Eurovisión tiene que darle un meneo a su fórmula, porque desde que hay redes sociales todo se filtra y no hay lugar para la sorpresa al verlo en directo: nos sabemos las canciones, las actuaciones, el vestuario, la realización… No solo se cuelgan días antes en Youtube y las vemos sin cambio alguno en las semifinales y en la final, es que además son un calco exacto de la actuación que ganó en el proceso de selección de cada país pero hecha a peor, como ocurrió con Suecia, la ganadora, que montó ese eurodrama a cuenta de que la plataforma que Loreen necesitaba usar en el escenario británico era más pequeña y cutre que la empleada en el Melodifestivalen, e igual que ocurrió con el plano cenital que no le podían dar a la actuación de TVE en su empeño de replicar el Benidorm Fest. Y cuando Eurovisión se convierte en ese lugar en el que tienes que reducir tus sueños para ajustarlos a un montaje más sencillito, mal vamos, porque hasta hace nada era todo lo contrario: el gran acontecimiento musical y televisivo donde la realización, los medios técnicos y el escenario eran rompedores, grandiosos e insuperables, y todo estaba milimétricamente medido para evitar tiempos muertos (y hubo muchos). Si acaso, solo ellos se podían superar cada año, pero este año, en el que el país anfitrión estaba de prestado, se ha notado más. 
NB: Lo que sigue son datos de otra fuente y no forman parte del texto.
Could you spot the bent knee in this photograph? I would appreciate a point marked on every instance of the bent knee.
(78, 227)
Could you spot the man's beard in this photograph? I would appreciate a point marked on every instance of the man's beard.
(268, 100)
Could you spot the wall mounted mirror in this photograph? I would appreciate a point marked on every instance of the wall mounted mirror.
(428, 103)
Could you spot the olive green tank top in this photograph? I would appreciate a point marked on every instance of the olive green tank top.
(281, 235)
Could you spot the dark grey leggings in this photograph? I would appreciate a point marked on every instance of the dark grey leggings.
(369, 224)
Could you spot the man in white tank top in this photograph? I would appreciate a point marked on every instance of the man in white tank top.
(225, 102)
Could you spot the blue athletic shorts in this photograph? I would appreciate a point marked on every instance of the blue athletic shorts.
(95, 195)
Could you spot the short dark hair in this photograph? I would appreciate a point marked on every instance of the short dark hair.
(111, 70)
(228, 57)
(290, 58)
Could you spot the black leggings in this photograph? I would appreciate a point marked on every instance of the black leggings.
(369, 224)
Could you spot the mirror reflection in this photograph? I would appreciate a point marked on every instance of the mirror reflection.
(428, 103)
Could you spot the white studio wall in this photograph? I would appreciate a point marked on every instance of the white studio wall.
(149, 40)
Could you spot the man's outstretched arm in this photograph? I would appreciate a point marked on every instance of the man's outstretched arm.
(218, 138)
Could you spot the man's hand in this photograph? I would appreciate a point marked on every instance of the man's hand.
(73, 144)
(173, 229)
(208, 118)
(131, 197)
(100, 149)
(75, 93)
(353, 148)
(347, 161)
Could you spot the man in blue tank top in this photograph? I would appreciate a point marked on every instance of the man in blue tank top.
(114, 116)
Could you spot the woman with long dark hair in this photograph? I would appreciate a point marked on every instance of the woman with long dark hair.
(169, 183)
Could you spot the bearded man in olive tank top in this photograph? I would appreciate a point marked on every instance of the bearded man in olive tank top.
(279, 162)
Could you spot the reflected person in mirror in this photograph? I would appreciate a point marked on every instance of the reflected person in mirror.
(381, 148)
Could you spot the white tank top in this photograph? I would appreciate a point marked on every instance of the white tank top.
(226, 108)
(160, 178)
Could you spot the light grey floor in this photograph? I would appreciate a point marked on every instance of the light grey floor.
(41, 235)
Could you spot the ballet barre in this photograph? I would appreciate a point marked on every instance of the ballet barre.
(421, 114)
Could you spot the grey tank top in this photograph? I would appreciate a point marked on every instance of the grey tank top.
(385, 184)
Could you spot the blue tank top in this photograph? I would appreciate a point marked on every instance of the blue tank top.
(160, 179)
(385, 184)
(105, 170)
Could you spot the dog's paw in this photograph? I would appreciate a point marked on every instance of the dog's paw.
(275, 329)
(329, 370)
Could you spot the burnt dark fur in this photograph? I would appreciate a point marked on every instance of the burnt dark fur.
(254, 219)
Del otro lado, está el síndrome del comentarista con incontinencia verbal del que se han contagiado ya Julia Varela y Tony Aguilar (que hasta soltó una cuñita de Los 40, emulando a Ramón García en sus tiempos de Punto Radio). Los comentaristas de TVE pisaron con su charleta la canción de Kalush Orchestra, los ucranianos ganadores del pasado año, encargados de abrir el espectáculo, porque les parece más interesante que escuchemos sus tópicos que las canciones. Unos días antes, en la semifinal, siguieron hablando mientras saltaba la careta de salida de Eurovisión que indica que ha terminado el espectáculo y toca otra cosa.

Al final, ya saben, España firmó un mediocre puesto 17 (de 26) con la actuación de Blanca Paloma que, excepto los eurofans, nadie había vuelto a escuchar desde que la eligieron en el Bfest al ser reemplazada en las radios e incluso en la propia TVE (Días de tele, La matemática del espejo…) por Nochentera de Vicco. Si un tema no triunfa en España, ¿por qué iba a gustar en Europa? Así que TVE perdió 2 millones de espectadores en la final de Eurovisión y Blanca Paloma consiguió solo 5 puntos del televoto, prueba evidente de que, de haber tenido que pasar por la semifinal (donde solo había televoto), hubiera sido descartada sin llegar a actuar siquiera en la final del sábado.